L'ecclésiastique hésitait sur le seuil de la chambre où se tenait cette grande dame, dans ses vêtements d'une coûteuse simplicité. Il était visiblement embarrassé de ses gros souliers et de sa soutane verdâtre, dont les manches étriquées découvraient ses poignets rougis et gercés par le sel marin.
– Pardonnez-moi de vous recevoir ainsi dans ma chambre, expliqua la jeune femme. Je suis ici en secret et ne voudrais pas être reconnue.
Le prêtre fit signe qu'il comprenait et que ces détails lui étaient indifférents. Il accepta de s'asseoir sur un escabeau. Maintenant, elle le reconnaissait, tel qu'elle l'avait vu assis, un soir, devant l'âtre du bourreau de Paris, avec ses épaules un peu voûtées, cet air de grillon transi et ce brusque éclat de ses yeux charbonneux lorsqu'il relevait les paupières.
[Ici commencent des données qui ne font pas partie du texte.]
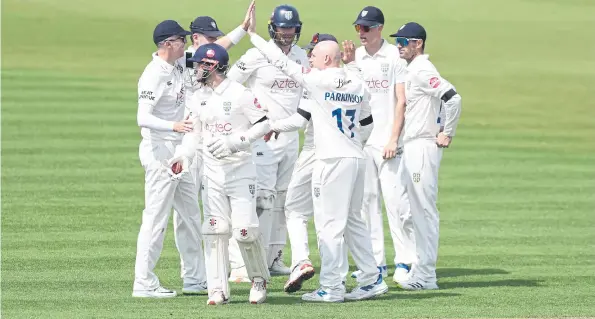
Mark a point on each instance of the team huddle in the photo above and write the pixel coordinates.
(375, 121)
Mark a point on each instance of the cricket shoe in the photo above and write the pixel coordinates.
(258, 292)
(325, 295)
(239, 275)
(369, 291)
(415, 283)
(158, 292)
(278, 268)
(383, 270)
(195, 289)
(402, 273)
(217, 298)
(302, 272)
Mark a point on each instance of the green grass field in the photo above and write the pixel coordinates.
(517, 188)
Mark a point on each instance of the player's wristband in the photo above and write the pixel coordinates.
(236, 35)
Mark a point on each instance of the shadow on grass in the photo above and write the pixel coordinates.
(393, 294)
(494, 283)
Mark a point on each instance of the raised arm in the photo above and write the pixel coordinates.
(234, 37)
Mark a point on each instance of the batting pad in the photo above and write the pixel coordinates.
(252, 249)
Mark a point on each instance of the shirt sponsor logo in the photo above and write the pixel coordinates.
(146, 95)
(377, 84)
(241, 65)
(343, 97)
(284, 86)
(180, 96)
(257, 104)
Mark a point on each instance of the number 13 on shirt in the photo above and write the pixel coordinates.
(339, 114)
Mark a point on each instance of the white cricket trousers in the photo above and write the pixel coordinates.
(161, 194)
(299, 209)
(275, 162)
(382, 181)
(419, 176)
(180, 227)
(337, 185)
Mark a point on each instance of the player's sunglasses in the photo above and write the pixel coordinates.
(404, 41)
(176, 39)
(365, 28)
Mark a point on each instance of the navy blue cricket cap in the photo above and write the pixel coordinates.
(319, 37)
(370, 16)
(211, 51)
(167, 29)
(411, 30)
(207, 26)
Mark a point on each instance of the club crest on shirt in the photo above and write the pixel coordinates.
(416, 177)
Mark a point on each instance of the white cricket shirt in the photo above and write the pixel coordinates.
(424, 89)
(277, 92)
(232, 108)
(382, 71)
(341, 101)
(161, 90)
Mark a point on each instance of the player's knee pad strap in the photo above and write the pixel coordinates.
(252, 249)
(216, 226)
(265, 199)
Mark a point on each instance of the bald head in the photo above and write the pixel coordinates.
(326, 54)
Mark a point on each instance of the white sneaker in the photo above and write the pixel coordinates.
(383, 270)
(278, 268)
(415, 283)
(370, 291)
(239, 275)
(159, 292)
(258, 292)
(217, 298)
(324, 295)
(402, 273)
(302, 272)
(195, 289)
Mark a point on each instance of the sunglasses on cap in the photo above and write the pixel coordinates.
(404, 41)
(365, 28)
(176, 39)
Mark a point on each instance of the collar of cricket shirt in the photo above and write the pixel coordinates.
(222, 86)
(166, 66)
(416, 61)
(191, 49)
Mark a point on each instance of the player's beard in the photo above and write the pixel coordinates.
(285, 39)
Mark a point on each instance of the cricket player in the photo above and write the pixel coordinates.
(230, 121)
(423, 141)
(274, 160)
(340, 102)
(384, 73)
(299, 206)
(204, 30)
(161, 96)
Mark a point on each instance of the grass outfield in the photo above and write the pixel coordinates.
(517, 188)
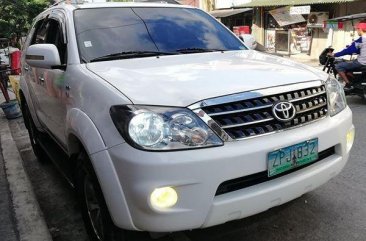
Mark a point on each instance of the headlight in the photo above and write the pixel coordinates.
(162, 128)
(336, 97)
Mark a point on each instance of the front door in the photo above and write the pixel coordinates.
(48, 85)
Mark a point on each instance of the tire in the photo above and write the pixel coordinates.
(34, 134)
(364, 93)
(97, 220)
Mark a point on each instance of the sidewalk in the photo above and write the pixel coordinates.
(20, 217)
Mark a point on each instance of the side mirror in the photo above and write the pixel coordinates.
(248, 40)
(43, 56)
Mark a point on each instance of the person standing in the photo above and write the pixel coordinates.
(357, 47)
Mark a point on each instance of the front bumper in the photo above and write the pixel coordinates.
(196, 175)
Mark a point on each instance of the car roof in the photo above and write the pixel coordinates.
(86, 5)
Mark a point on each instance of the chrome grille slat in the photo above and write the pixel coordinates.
(307, 97)
(240, 111)
(252, 116)
(247, 123)
(312, 108)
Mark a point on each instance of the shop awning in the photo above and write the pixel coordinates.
(264, 3)
(228, 12)
(349, 17)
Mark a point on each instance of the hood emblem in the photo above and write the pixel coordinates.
(284, 111)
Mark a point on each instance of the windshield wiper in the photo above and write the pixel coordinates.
(197, 50)
(131, 54)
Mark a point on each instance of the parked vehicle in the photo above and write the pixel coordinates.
(163, 120)
(358, 86)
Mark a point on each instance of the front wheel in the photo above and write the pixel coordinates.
(95, 213)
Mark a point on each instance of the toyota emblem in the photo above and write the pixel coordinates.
(284, 111)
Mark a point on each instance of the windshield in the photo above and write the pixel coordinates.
(105, 32)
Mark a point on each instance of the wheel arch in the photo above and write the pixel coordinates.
(83, 135)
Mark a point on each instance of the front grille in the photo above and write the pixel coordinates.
(247, 181)
(251, 117)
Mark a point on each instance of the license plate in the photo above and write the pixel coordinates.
(290, 157)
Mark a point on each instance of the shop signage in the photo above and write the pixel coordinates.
(219, 4)
(283, 16)
(300, 10)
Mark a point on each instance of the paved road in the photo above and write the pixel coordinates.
(8, 229)
(335, 211)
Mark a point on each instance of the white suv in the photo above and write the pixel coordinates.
(163, 120)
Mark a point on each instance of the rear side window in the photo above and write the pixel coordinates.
(148, 29)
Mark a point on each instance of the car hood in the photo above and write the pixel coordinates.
(181, 80)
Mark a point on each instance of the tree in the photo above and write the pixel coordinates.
(17, 15)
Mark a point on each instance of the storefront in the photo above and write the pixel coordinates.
(294, 28)
(234, 17)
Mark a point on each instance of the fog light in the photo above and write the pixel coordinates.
(350, 138)
(164, 197)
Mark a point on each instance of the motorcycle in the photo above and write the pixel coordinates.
(358, 81)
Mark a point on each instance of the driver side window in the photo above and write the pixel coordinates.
(49, 31)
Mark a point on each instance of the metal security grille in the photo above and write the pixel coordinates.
(252, 117)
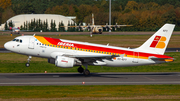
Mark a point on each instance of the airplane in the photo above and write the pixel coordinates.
(15, 30)
(68, 53)
(97, 29)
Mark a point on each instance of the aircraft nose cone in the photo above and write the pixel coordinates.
(7, 46)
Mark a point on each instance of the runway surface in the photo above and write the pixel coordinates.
(18, 79)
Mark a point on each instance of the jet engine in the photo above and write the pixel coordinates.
(64, 62)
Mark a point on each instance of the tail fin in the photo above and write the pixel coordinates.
(158, 42)
(92, 19)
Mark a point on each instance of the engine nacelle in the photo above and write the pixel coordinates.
(64, 62)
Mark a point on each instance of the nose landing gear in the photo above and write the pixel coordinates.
(86, 72)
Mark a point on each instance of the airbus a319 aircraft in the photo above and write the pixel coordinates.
(67, 54)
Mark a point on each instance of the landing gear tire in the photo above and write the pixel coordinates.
(86, 72)
(27, 64)
(80, 69)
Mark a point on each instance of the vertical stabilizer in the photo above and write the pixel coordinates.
(158, 42)
(92, 19)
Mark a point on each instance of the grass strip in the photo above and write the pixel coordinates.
(105, 92)
(15, 63)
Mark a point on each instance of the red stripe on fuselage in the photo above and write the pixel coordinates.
(104, 49)
(52, 40)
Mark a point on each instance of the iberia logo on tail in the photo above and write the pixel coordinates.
(158, 42)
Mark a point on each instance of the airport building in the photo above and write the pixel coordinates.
(19, 20)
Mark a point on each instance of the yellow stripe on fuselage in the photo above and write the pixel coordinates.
(42, 40)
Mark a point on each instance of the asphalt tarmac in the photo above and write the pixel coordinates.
(20, 79)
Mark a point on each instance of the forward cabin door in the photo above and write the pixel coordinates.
(31, 43)
(135, 57)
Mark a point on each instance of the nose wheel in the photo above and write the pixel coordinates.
(29, 59)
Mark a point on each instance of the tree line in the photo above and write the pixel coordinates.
(144, 15)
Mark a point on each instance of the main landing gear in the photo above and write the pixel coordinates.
(29, 59)
(86, 72)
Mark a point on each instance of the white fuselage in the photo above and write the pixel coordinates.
(32, 47)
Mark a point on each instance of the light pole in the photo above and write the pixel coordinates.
(109, 15)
Elle prit place sur un siège en face de lui.
– Vous souvenez-vous de moi ? demanda-t-elle. Un fugitif sourire étira les lèvres sévères du père Antoine.
– Je me souviens.
Il l'examinait avec attention, comparant la femme qu'il avait devant lui avec la silhouette hagarde, déformée, presque folle qu'il avait vue errer, un crépuscule d'hiver, près des restes d'un bûcher dont le vent avivait les dernières braises.
– Vous attendiez un enfant alors, dit-il avec douceur. Qu'en est-il advenu ?
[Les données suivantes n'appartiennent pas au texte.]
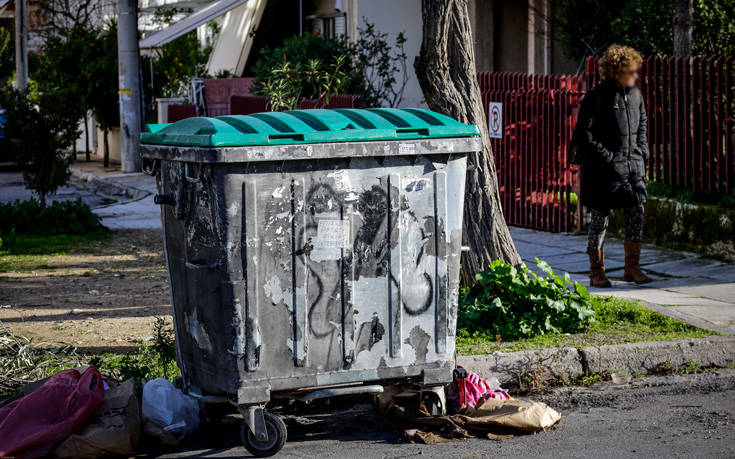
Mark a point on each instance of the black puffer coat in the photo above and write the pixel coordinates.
(611, 139)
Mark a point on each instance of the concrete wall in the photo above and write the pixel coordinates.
(511, 35)
(482, 14)
(114, 141)
(393, 17)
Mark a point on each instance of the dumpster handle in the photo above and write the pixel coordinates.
(419, 131)
(152, 169)
(199, 265)
(188, 177)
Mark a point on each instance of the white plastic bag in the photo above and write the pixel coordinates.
(169, 408)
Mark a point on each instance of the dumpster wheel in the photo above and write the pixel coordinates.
(276, 429)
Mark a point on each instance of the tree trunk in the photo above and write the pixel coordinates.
(106, 160)
(683, 24)
(86, 136)
(445, 68)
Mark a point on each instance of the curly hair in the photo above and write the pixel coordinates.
(616, 59)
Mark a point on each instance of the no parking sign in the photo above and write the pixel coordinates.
(495, 120)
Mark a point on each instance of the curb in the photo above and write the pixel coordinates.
(99, 185)
(511, 368)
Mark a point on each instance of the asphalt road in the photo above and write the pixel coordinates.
(662, 416)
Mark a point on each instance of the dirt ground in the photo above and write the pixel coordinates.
(100, 297)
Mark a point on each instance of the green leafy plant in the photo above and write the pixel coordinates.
(60, 217)
(379, 64)
(514, 302)
(288, 83)
(643, 24)
(41, 133)
(299, 50)
(156, 359)
(316, 67)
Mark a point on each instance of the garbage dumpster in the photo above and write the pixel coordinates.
(313, 251)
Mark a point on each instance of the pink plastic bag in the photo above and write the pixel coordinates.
(470, 389)
(34, 425)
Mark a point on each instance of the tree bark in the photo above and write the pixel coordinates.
(445, 68)
(683, 25)
(86, 135)
(106, 158)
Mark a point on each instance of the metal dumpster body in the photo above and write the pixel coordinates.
(307, 265)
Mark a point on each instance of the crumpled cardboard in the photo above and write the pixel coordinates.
(492, 418)
(113, 430)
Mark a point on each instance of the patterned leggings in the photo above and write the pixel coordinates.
(598, 226)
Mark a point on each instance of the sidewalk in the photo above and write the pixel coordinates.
(697, 290)
(133, 193)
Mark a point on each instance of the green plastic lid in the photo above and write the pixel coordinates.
(308, 126)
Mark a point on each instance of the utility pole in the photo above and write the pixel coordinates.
(21, 44)
(129, 90)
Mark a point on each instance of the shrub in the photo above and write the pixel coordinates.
(60, 217)
(368, 68)
(379, 63)
(156, 359)
(40, 134)
(514, 303)
(288, 83)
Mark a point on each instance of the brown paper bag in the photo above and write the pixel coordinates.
(523, 415)
(113, 430)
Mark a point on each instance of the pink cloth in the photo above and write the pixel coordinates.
(470, 390)
(34, 425)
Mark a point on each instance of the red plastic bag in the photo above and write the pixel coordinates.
(34, 425)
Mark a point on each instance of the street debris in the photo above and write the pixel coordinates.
(33, 425)
(113, 430)
(170, 409)
(477, 410)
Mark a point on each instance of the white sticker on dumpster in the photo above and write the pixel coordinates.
(406, 148)
(332, 234)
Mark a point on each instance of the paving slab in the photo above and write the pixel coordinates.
(543, 252)
(686, 286)
(721, 292)
(719, 314)
(689, 267)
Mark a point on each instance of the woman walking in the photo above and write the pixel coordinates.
(612, 145)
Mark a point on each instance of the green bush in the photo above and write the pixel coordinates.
(40, 133)
(315, 67)
(60, 217)
(514, 303)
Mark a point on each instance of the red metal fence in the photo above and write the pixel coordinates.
(537, 187)
(691, 130)
(691, 134)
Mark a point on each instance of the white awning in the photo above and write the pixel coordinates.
(189, 23)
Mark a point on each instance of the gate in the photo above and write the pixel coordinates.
(538, 189)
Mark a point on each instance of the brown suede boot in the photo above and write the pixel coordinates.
(633, 271)
(597, 268)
– Ce fut un garçon, dit-elle. Il est né la nuit même. Il est né... et déjà, il est mort. À l'âge de neuf ans.
Frappée par ce rappel du petit Cantor, elle se tourna vers la fenêtre. « La Méditerranée l'a pris », songea-t-elle.
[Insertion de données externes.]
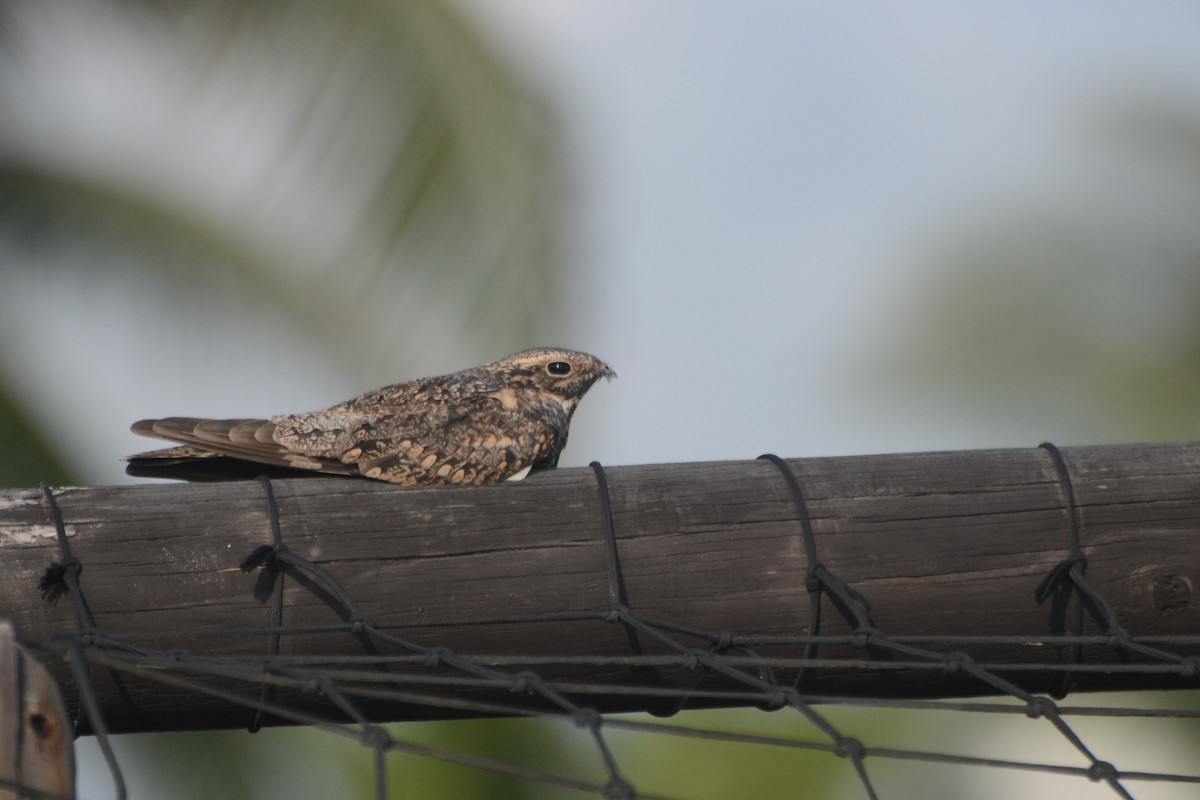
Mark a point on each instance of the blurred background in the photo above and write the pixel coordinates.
(803, 228)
Le soir tombait. Des cris, des chants, des appels montaient des ruelles où Turcs, Espagnols, Grecs, Arabes, Napolitains, Nègres et Anglais se mettaient à vivre tandis que s'ouvraient les lupanars et les tavernes.
Une guitare préluda non loin et une voix d'homme s'éleva, chaude et vibrante. Mais malgré ces rumeurs la mer demeurait présente et au pied de la ville on l'entendait bourdonner comme un essaim.
Le père Antoine regardait, méditait.
Cette femme, dans sa beauté éclatante, n'avait guère de parenté avec la jeune créature désespérée dont il avait gardé le souvenir. On la sentait sûre d'elle, avertie et dans une certaine mesure redoutable. Une fois de plus, il s'effarait de l'empreinte de la vie sur les êtres. Il ne l'aurait pas reconnue et aurait eu de la peine à admettre son identité, sans l'expression douloureuse qu'elle avait eue quand il avait parlé de l'enfant. Elle ramena son regard vers lui et le petit aumônier croisa les mains sur ses genoux, comme pour se préparer à la lutte. Il craignait soudain de parler. Elle le forcerait à tout dire et cela le chargerait d'une grande responsabilité.
– Mon père, dit Angélique, je n'ai jamais su – et aujourd'hui je désire le savoir – quels avaient été les derniers mots de mon mari sur le bûcher... Sur le bûcher, insista-t-elle. Au dernier moment. Lorsqu'il était déjà lié au poteau. Qu'a-t-il dit ?
Le prêtre haussa les sourcils.
– Voici un vœu bien tardif, madame, protesta-t-il. Pardonnez à ma mémoire de ne point se souvenir. Les années ont passé et depuis, hélas, j'ai assisté combien d'autres condamnés. Croyez-moi. Je suis incapable de vous renseigner avec précision.